During the last two years I tried to teach Robert to ask questions. Not an easy task given Robert’s issues with pacing, timing, omitting sounds, compressing syllables, and a few other characteristics of his speech. To learn and practice mechanics and concepts behind questions I used   two No Glomour Sentence Structure books. One for Interrogative Reversals and one for Wh-Questions. I followed with Nashoba’s “WH” Workbook.  Currently we practice using worksheets from Teaching Kids of All Ages to Ask Questions.  

Of course I do other things as well.  I keep a few items in a small sack, place my hand inside, and say,”I found something.” I wait for Robert to ask, “What is it?” I take the object out, show him and answer, “This is…”   I hide items in the house, knowing that Robert has to find them and put them in a right place.  He starts looking without asking , but then he gives up and comes to me, “Drawer.”  he says.  I model, “You want to know (softly) where is the drawer (loudly).”  Robert repeats, “Where is the drawer?” I tell him, “Under the bed.”

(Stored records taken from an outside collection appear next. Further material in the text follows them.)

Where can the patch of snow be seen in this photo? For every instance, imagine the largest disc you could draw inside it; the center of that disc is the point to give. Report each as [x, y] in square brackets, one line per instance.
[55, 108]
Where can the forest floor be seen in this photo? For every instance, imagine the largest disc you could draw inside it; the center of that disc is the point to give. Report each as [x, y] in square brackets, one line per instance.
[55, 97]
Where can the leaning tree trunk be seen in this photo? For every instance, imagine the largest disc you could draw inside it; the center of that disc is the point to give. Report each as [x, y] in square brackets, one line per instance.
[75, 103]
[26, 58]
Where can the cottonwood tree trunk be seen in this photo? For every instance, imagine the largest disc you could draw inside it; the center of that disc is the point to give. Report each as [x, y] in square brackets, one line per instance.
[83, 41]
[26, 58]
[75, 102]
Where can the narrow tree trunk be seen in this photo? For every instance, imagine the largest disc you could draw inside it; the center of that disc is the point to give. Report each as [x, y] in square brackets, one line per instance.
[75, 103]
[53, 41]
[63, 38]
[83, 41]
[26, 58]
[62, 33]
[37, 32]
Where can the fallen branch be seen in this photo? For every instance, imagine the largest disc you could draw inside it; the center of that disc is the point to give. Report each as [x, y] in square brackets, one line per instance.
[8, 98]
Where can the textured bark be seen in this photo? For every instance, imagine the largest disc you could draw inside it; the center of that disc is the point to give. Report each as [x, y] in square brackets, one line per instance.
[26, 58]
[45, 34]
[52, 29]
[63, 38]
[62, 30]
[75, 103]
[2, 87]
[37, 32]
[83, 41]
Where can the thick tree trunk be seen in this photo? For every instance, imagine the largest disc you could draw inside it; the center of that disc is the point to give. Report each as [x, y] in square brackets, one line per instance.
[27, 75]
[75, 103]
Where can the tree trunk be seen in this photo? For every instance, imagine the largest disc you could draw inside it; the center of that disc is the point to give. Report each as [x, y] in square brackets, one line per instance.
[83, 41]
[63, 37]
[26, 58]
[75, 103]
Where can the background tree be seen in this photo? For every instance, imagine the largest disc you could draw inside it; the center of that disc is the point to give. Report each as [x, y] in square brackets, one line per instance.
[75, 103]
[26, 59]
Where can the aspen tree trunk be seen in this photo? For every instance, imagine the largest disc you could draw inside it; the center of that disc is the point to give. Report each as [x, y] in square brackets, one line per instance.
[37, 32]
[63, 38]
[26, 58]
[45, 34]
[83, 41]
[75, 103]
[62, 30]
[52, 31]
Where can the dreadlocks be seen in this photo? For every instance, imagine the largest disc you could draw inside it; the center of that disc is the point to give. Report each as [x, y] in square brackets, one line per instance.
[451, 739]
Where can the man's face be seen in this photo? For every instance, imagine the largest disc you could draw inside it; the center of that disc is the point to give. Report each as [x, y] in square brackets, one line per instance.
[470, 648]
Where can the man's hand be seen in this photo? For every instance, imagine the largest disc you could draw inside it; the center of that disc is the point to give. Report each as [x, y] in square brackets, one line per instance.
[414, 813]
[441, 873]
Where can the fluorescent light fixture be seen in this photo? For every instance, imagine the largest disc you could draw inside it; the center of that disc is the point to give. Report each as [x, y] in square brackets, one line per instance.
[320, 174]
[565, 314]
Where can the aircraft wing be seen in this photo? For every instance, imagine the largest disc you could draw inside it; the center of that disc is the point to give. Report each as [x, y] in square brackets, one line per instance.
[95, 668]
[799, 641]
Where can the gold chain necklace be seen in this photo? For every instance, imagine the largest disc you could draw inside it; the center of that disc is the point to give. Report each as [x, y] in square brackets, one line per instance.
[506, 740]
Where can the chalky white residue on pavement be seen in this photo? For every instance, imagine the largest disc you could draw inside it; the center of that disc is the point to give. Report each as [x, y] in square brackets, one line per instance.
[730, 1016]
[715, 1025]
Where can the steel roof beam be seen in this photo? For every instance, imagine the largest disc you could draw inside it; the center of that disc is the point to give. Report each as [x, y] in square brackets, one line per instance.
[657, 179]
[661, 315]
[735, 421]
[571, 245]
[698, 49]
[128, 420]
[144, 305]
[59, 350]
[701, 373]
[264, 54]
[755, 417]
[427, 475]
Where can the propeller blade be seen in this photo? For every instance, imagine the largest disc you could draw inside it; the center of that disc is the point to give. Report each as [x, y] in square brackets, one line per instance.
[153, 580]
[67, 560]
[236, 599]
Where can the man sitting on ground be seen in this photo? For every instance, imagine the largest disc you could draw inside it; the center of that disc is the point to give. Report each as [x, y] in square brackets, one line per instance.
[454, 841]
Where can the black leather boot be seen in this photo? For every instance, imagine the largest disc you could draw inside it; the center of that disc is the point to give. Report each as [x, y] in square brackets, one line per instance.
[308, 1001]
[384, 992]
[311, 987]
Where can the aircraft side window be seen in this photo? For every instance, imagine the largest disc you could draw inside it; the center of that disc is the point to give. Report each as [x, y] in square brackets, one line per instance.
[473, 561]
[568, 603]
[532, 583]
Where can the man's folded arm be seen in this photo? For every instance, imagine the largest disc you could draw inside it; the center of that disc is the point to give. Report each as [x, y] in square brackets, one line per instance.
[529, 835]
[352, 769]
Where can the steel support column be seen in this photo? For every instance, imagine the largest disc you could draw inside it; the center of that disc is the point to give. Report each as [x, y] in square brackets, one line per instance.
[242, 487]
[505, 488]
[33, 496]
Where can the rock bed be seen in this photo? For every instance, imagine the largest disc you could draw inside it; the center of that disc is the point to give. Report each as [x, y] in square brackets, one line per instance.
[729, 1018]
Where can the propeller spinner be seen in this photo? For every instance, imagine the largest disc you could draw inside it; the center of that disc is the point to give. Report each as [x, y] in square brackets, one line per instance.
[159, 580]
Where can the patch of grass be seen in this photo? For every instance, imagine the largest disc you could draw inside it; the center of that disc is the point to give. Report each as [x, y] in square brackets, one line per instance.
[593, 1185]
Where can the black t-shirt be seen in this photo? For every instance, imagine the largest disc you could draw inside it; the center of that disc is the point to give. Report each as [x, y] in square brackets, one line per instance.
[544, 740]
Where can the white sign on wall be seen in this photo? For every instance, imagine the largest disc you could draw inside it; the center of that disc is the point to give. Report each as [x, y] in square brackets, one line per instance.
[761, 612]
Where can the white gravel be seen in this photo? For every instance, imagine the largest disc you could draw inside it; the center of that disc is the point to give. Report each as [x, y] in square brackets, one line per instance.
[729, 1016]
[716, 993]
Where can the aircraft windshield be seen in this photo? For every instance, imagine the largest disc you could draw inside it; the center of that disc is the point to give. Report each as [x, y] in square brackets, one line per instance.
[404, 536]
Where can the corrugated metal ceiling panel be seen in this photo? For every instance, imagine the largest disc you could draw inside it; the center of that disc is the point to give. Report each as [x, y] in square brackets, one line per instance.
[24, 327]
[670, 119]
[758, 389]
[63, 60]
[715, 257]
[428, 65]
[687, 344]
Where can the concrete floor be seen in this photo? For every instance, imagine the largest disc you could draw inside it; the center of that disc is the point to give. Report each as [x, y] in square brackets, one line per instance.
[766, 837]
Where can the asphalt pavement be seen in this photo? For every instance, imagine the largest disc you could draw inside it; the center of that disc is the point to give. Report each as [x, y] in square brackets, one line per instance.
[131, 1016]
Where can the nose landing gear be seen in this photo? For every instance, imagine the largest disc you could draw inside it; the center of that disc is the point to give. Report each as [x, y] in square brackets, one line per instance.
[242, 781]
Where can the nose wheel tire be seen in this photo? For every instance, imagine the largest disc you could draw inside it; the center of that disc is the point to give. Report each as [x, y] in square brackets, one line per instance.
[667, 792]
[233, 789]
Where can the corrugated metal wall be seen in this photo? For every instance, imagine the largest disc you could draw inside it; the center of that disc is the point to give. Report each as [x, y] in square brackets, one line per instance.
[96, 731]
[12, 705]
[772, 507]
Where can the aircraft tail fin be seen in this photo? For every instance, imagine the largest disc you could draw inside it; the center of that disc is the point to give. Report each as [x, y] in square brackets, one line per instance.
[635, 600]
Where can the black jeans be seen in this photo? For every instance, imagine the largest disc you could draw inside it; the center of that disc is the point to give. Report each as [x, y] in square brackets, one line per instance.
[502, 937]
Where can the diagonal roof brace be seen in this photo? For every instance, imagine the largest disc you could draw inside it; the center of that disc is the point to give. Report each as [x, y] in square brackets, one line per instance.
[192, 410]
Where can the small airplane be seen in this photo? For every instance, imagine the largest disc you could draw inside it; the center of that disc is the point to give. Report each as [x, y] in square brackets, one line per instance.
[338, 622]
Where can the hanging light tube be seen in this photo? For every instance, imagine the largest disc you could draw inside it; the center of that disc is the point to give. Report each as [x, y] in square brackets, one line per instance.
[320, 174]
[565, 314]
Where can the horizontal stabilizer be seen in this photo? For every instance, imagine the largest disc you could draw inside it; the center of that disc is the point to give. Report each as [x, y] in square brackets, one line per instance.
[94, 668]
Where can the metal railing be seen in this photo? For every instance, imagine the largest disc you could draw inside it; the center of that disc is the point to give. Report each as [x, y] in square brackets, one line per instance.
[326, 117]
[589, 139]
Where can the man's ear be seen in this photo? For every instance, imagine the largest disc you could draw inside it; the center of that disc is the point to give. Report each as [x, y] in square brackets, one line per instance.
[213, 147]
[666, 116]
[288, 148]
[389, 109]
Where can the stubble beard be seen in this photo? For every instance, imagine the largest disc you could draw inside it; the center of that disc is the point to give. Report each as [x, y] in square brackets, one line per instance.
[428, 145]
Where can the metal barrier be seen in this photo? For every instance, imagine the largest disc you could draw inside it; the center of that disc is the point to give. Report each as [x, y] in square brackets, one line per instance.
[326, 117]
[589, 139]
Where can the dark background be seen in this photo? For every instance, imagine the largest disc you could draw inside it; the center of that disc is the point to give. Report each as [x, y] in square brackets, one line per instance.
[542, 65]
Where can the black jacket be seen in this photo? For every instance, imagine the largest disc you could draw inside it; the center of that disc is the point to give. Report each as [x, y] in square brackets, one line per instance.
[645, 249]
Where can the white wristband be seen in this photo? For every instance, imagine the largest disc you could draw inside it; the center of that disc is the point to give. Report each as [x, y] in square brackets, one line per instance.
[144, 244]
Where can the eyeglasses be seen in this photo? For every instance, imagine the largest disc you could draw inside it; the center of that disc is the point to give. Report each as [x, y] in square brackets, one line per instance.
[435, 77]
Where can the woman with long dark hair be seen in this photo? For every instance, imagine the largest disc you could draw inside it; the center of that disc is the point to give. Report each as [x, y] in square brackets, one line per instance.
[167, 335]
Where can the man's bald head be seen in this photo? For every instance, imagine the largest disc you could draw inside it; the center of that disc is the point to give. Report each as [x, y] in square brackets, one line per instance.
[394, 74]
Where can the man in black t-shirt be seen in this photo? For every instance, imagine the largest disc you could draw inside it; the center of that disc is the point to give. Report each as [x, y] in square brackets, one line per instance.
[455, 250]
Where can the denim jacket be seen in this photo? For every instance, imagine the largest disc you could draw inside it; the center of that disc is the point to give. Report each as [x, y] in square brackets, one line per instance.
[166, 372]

This exercise allows to practice not only questions but also preposition, another concept Robert has difficulties with. “Phone”, Says Robert.
“You want to know WHERE IS THE PHONE?” I ask.  “Where is the phone?” asks Robert. The answers might wary, “In the bottom drawer.” “Behind the bench.”” On the top shelf of a bookcase”.

But as of today, Robert has never asked “WH” questions spontaneously, without prompting or without  rearranging the environment.

That doesn’t mean that Robert doesn’t ask without prompting.  He asks.  He just doesn’t use “WH” words.

Not once when he puts away laundry, he brings to me a piece of clothing and asks, “Amanda?”  I answer, “No, it is mine.” Robert hangs the shirt in my closet.  Robert asks for information or confirmation using just one word.  Of course, the person being asked has to know the context of the question and has to know Robert.

Yet, nine years ago, Robert managed to ask perfect question without using even one word.  He was already 11 years old but that was his first spontaneous question.

My friend and I were sitting on the opposite sides of the kitchen table drinking tea and eating something. I don’t remember what that something was, except that the food was placed on a few small plates.  My friend drank tea with raspberry syrup.  I drank tea with lemon and sugar. Robert was watching the table and as soon as the dish was emptied, he picked it up and carried it to the kitchen sink.  Soon, all the plates were gone and only two glasses with tea and two teaspoons were left.  My friend kept her teaspoon in a glass.  My teaspoon was  on the table, next to the glass.  (Yes, I drink and serve tea in glasses, not cups.) Robert approached, looked at both glasses,  picked my teaspoon, and holding it just above the glass made a stirring motion in the air.  At the same time, he looked at me with two question marks in his eyes.

“Yes, I said, You can take it.”  And he did. He took the teaspoon.

I still marvel, how considerate and tactful he was.  Without one word he managed to ask, “Do you still need this teaspoon to steer the sugar in your tea and if not,  could I take it?”

I sometimes claimed that Robert was born without language and that his teachers and I were implanting singular language concepts in him.

That day, nine years ago, I realized I  was wrong.